Reports of Taylor Swift’s death are greatly exaggerated
There are a lot of people keen to buy into the idea that Taylor Swift is finished. She’s picked up a considerable number of detractors over recent years, for multiple reasons (some valid, some not); and since the launch of her latest album Reputation there have been more cries than ever that she’s passed her peak – heck, even Taylor herself declared on Look What You Made Me Do that “the old Taylor” is six feet under.
But after seeing the first Wembley date of her Reputation Stadium Tour this weekend, she certainly still seems like an A-list pop heavyweight to me.
With big-budget production, a well-honed setlist combining hits from yesteryear (the Style/Love Story/You Belong With Me medley was a religious experience) with newer bangers, it was a relentless spectacle that left me in no doubt that she’s still on the top tier of pop music – especially when she had to pause for nigh-on two minutes to soak in huge applause from fans of all ages.
That she could craft such an engaging show out of so many album tracks was great (Getaway Car went down a treat, for one; as did the big, bold I Did Something Bad), and the inescapable smashes peppered throughout – like Blank Space and Bad Blood – sparked absolute hysteria.

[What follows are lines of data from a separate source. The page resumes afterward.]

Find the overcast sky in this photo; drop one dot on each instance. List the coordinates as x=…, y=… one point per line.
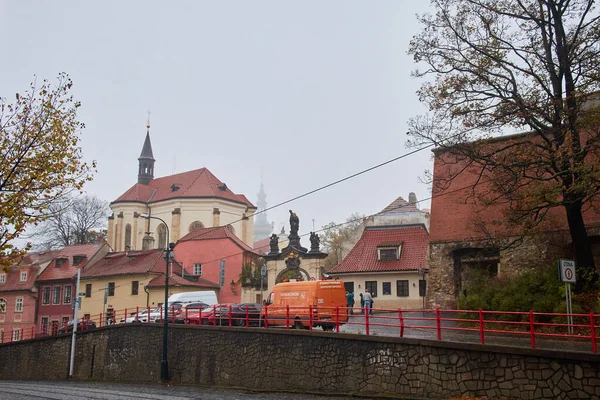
x=307, y=92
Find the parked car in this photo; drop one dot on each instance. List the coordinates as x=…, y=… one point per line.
x=152, y=315
x=189, y=309
x=82, y=325
x=206, y=315
x=237, y=313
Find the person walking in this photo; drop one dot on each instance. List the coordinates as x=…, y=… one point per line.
x=362, y=304
x=368, y=302
x=350, y=302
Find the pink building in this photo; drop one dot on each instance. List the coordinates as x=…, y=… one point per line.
x=18, y=296
x=57, y=284
x=203, y=251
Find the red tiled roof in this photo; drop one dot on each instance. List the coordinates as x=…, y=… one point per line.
x=262, y=246
x=67, y=270
x=30, y=263
x=363, y=256
x=197, y=183
x=399, y=205
x=126, y=263
x=219, y=232
x=176, y=280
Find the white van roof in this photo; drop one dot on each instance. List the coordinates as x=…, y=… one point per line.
x=206, y=296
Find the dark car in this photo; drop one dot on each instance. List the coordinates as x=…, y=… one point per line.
x=239, y=313
x=82, y=325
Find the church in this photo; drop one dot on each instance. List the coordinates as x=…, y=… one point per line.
x=178, y=204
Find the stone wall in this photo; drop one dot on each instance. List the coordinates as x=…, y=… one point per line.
x=443, y=275
x=280, y=360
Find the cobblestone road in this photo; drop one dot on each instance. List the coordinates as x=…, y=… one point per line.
x=21, y=390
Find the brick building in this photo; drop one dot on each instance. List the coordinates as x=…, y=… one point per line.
x=468, y=235
x=57, y=284
x=18, y=296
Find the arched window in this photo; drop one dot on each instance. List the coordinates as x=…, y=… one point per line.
x=162, y=236
x=128, y=236
x=196, y=225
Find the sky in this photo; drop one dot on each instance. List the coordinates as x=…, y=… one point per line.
x=300, y=93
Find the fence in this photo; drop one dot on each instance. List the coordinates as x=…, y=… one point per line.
x=436, y=324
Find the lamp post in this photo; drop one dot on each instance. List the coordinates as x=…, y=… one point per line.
x=164, y=364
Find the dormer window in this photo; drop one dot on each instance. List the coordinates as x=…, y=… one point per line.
x=78, y=260
x=388, y=253
x=59, y=262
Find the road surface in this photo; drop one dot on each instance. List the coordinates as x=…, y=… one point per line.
x=21, y=390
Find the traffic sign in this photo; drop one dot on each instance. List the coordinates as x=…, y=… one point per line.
x=566, y=269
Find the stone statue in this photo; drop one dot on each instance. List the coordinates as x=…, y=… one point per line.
x=294, y=224
x=314, y=242
x=274, y=244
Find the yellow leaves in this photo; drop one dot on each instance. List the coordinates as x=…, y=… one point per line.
x=39, y=136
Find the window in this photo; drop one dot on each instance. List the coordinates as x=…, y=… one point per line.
x=128, y=236
x=402, y=288
x=44, y=325
x=56, y=295
x=78, y=260
x=387, y=253
x=196, y=225
x=162, y=236
x=67, y=295
x=371, y=286
x=19, y=304
x=197, y=269
x=387, y=288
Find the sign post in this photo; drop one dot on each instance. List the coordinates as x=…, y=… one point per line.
x=76, y=307
x=566, y=271
x=221, y=284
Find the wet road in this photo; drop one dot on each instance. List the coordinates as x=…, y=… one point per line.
x=421, y=325
x=21, y=390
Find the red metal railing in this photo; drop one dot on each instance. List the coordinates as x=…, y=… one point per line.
x=451, y=325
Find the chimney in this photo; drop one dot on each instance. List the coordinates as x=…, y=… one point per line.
x=412, y=198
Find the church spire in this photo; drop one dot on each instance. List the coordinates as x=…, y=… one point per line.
x=146, y=159
x=262, y=227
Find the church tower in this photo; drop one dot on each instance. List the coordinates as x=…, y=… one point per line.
x=146, y=160
x=262, y=227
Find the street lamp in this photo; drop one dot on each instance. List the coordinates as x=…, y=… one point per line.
x=164, y=364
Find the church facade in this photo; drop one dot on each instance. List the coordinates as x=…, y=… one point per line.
x=179, y=204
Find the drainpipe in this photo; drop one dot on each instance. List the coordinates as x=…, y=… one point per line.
x=147, y=296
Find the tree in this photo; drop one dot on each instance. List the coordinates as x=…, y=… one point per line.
x=68, y=222
x=41, y=158
x=510, y=65
x=337, y=239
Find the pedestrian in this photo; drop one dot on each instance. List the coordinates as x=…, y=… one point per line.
x=368, y=302
x=350, y=301
x=362, y=304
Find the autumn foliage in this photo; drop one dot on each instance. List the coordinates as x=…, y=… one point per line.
x=41, y=158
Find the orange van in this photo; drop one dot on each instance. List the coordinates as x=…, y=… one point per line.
x=298, y=304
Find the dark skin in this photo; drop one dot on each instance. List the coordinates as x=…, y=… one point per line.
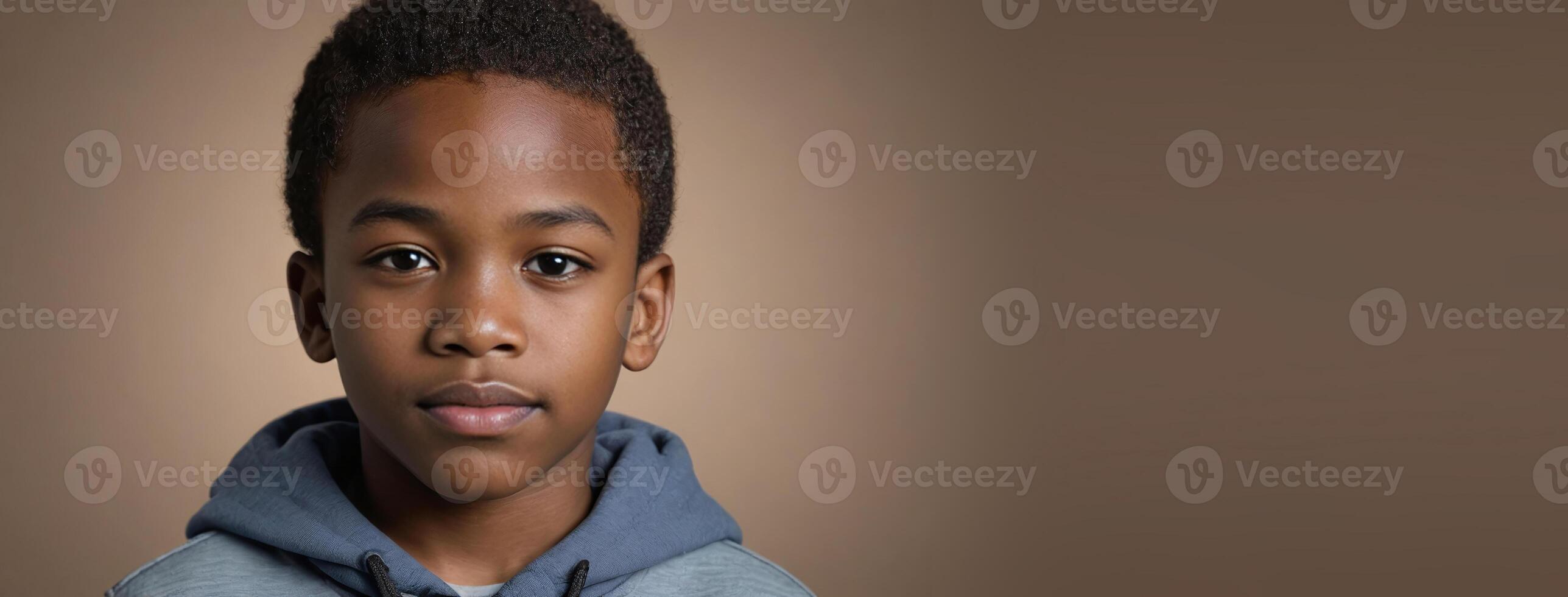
x=529, y=270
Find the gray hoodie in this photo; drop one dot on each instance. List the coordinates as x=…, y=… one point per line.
x=653, y=532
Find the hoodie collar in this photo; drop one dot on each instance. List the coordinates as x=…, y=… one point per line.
x=651, y=508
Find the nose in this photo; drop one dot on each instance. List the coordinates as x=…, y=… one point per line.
x=482, y=317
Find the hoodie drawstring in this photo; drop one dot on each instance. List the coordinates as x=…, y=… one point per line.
x=383, y=576
x=574, y=585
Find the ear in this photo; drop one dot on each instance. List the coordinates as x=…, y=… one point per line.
x=308, y=292
x=651, y=303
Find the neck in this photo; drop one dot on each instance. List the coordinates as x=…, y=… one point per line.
x=480, y=543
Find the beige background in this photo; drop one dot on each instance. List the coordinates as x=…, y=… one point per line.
x=915, y=380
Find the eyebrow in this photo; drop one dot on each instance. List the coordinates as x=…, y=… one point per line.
x=388, y=209
x=566, y=215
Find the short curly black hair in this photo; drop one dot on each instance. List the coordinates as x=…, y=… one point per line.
x=571, y=46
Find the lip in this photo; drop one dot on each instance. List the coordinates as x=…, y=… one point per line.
x=479, y=408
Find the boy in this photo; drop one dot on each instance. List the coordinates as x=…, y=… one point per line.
x=473, y=453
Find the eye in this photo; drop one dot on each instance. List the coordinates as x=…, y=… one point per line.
x=554, y=265
x=404, y=261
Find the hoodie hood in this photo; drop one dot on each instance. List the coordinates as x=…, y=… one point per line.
x=637, y=521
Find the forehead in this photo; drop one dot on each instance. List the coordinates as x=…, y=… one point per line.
x=480, y=144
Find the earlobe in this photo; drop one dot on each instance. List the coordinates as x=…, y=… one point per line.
x=308, y=292
x=650, y=306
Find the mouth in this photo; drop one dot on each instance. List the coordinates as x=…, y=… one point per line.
x=479, y=409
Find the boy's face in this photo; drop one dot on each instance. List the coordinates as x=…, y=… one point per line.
x=471, y=303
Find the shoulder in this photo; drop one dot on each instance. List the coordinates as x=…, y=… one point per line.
x=722, y=568
x=219, y=563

Vocals in fine form, and speaking with confidence and gratitude to her audience, Taylor proved herself an expert at keeping thousands entertained for nigh-on two hours.
From a PR perspective, she’s not had a perfect couple of years, and I won’t deep-dive into that here, but did anyone else see The Sun’s vvvvery melodramatic hit-piece last weekend? It basically sums up what many Taylor naysayers have been arguing lately: that the UK leg of the tour is an “embarrassing” “major humiliation” (the first night in Manchester apparently sold 38,000 tickets out of a potential 56,000), that record sales have “plummeted” with her “flop album” (301,000 in the UK, 2m worldwide) – and it even rolls its eyes at the fact she was nominated “for just two minor awards” at the Grammys this year.

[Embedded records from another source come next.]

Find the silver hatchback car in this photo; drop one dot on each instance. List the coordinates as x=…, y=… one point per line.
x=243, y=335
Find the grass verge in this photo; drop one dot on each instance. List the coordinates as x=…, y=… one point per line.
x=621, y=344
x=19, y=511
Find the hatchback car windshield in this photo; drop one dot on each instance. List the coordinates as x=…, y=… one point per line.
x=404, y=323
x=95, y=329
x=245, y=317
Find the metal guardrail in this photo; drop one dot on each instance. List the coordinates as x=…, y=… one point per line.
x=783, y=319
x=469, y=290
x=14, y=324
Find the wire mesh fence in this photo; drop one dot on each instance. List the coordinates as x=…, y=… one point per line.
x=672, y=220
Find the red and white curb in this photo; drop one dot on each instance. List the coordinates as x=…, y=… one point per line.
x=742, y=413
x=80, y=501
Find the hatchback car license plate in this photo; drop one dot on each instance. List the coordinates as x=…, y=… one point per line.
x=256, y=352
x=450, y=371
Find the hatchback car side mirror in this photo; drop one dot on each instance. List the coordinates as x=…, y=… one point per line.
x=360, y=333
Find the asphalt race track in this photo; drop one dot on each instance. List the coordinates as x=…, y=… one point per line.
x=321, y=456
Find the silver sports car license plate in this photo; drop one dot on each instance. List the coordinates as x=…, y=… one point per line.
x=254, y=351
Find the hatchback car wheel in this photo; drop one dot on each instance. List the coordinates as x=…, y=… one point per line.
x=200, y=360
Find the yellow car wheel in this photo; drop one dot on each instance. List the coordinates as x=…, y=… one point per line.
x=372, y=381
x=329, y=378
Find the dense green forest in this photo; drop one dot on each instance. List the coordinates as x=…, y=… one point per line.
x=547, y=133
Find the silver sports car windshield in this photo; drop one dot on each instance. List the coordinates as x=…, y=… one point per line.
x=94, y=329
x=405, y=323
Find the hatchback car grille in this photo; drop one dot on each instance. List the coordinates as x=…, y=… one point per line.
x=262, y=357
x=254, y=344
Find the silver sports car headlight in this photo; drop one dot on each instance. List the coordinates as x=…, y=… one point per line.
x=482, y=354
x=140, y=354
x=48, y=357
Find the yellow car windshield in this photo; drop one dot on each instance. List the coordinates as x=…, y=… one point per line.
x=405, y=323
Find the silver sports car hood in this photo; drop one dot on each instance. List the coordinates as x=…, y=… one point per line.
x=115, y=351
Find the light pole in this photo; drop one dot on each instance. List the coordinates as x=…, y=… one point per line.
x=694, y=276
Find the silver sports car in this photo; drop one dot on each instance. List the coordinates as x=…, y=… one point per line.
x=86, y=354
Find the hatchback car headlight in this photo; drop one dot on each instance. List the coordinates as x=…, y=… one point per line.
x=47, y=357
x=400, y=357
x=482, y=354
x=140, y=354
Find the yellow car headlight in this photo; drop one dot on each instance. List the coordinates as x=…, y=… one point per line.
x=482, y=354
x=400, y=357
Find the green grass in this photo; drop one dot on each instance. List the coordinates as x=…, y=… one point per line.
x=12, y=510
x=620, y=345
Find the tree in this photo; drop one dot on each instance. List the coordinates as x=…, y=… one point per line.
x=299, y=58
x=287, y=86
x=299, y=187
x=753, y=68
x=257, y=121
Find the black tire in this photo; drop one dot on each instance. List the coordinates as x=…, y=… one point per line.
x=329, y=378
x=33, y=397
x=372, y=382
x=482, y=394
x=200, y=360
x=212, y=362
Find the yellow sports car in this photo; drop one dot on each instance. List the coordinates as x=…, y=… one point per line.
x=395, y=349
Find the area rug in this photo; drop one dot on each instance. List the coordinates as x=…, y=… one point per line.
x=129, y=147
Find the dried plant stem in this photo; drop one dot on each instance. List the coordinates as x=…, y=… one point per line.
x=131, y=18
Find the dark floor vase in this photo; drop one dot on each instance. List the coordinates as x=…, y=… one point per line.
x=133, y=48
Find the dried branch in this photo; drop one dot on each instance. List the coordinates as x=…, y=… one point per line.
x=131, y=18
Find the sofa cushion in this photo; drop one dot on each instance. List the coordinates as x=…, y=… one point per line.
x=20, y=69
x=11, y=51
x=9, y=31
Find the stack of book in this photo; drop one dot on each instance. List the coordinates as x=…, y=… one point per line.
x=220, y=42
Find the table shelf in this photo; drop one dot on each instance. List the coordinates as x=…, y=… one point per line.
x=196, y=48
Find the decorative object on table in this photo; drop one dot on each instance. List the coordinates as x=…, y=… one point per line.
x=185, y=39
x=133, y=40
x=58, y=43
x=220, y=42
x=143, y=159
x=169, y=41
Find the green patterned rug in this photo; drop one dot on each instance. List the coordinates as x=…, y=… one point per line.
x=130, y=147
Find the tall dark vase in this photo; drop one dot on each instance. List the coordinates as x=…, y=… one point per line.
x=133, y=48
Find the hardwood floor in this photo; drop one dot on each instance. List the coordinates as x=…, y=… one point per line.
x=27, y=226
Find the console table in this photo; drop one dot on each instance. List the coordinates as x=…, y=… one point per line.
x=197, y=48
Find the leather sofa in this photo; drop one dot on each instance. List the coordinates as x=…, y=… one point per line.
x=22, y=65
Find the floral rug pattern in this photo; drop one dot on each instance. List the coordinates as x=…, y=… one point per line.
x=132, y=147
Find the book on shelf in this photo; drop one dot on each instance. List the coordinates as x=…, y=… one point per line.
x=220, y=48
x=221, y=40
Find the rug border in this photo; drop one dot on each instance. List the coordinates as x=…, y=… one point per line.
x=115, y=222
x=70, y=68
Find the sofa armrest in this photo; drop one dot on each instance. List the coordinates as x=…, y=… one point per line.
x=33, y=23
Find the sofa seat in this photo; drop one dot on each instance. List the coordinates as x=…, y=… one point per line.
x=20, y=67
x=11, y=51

While none of those statistics are outright wrong, there’s a lot to unpack about the way they’re presented – not least the fact that two Grammy nods is pretty impressive considering Reputation won’t be eligible until 2019. While a handful of music critics can, in my opinion, be guilty of overly-gushing praise when they’re after interview access or free tickets (can’t say I haven’t done that), the opposite is true too – some can go on a bit of a rampage when they’ve been rubbed up the wrong way by an artist or their PR team. I wonder if that’s what’s happened here.
Firstly, while the new concerts have obviously not sold out in the UK, bear in mind that 38,000 is very nearly enough to fill the O2 Arena twice – and I’m inclined to think the high prices made sure no financial loss was made on seats that either weren’t shifted or were given away for free. Wembley on Friday wasn’t sold out, but it was far from the awkward wasteland I’d been expecting – literally after all the press coverage, I thought there’d be more cordoned-off seating than there was on The Saturdays’ Greatest Hits tour. BBC News ran a very interesting deep-dive into the current wave of stadium shows in this country and why so few of them are selling out – it’s not just Taylor, and it’s worth a read here if you fancy it.

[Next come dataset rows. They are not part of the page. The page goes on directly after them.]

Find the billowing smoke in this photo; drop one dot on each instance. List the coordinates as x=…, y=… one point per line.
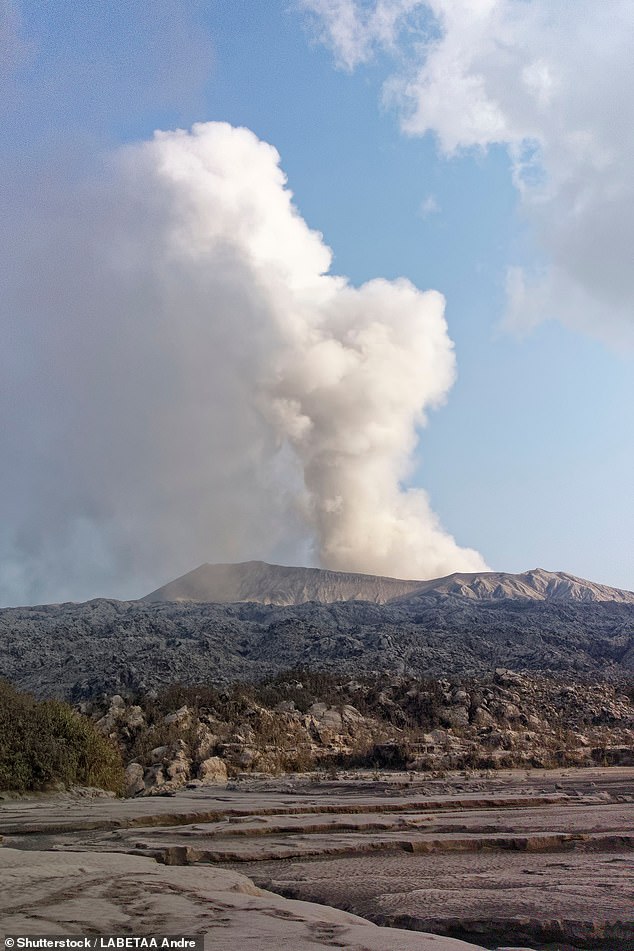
x=187, y=383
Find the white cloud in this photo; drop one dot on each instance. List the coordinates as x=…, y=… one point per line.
x=187, y=382
x=355, y=30
x=429, y=206
x=551, y=80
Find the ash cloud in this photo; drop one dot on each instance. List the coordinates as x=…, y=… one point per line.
x=187, y=382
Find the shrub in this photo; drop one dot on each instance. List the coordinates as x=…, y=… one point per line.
x=47, y=743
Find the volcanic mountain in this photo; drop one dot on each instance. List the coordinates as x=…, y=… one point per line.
x=257, y=581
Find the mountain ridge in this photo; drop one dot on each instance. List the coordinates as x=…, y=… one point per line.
x=260, y=582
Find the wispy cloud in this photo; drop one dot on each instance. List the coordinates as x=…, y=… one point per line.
x=186, y=381
x=552, y=82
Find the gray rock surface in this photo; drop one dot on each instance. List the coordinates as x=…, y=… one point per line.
x=279, y=584
x=77, y=650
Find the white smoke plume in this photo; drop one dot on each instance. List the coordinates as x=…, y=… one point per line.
x=551, y=81
x=186, y=382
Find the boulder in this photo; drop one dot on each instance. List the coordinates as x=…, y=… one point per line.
x=134, y=783
x=212, y=770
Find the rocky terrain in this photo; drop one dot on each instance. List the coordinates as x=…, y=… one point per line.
x=299, y=722
x=539, y=860
x=76, y=650
x=278, y=584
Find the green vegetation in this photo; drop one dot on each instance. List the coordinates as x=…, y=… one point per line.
x=44, y=744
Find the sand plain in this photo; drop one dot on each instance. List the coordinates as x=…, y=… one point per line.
x=539, y=859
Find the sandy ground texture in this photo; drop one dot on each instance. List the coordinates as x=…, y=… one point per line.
x=91, y=893
x=539, y=860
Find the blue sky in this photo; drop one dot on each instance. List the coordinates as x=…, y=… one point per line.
x=530, y=460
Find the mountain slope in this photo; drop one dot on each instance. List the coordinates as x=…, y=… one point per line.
x=276, y=584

As for Reputation’s album sales, there’s no denying that 300,000 is a big dip on 1989, which did 1.1 million in this country alone. Whether it’s the lack of promotion, the absence of big hit singles or just the relentless bad press, it’s hard to say – but it’s worth remembering that 1989 was a huge pop moment. And when popstars have an Imperial Phase like that, it’s incredibly rare for them to replicate it, unless they’re inoffensive white guys like Ed Sheeran. Just look at Katy Perry’s enormous 2010 opus Teenage Dream (1.3m UK sales) versus 2013’s Prism (440k). I wouldn’t put it past Lady Gaga to do a stadium tour, and her last album did 130k over here; while One Direction’s domestic album sales slid gradually from 1.2 million for Up All Night to 346k for Made In The A.M., and to call them flops would have been laughable.
I suspect Taylor’s next era will need a bit more by way of promotion, but that’s a worry for 2019 or 2020 or whenever she re-emerges again. The fact is that, love or loathe her, she’s a smart woman: her debut album came out 12 years ago, she knows exactly what she’s doing, and – clearly – fuckloads of people love her for it.
Now for Christ’s sake, make Getaway Car a single already.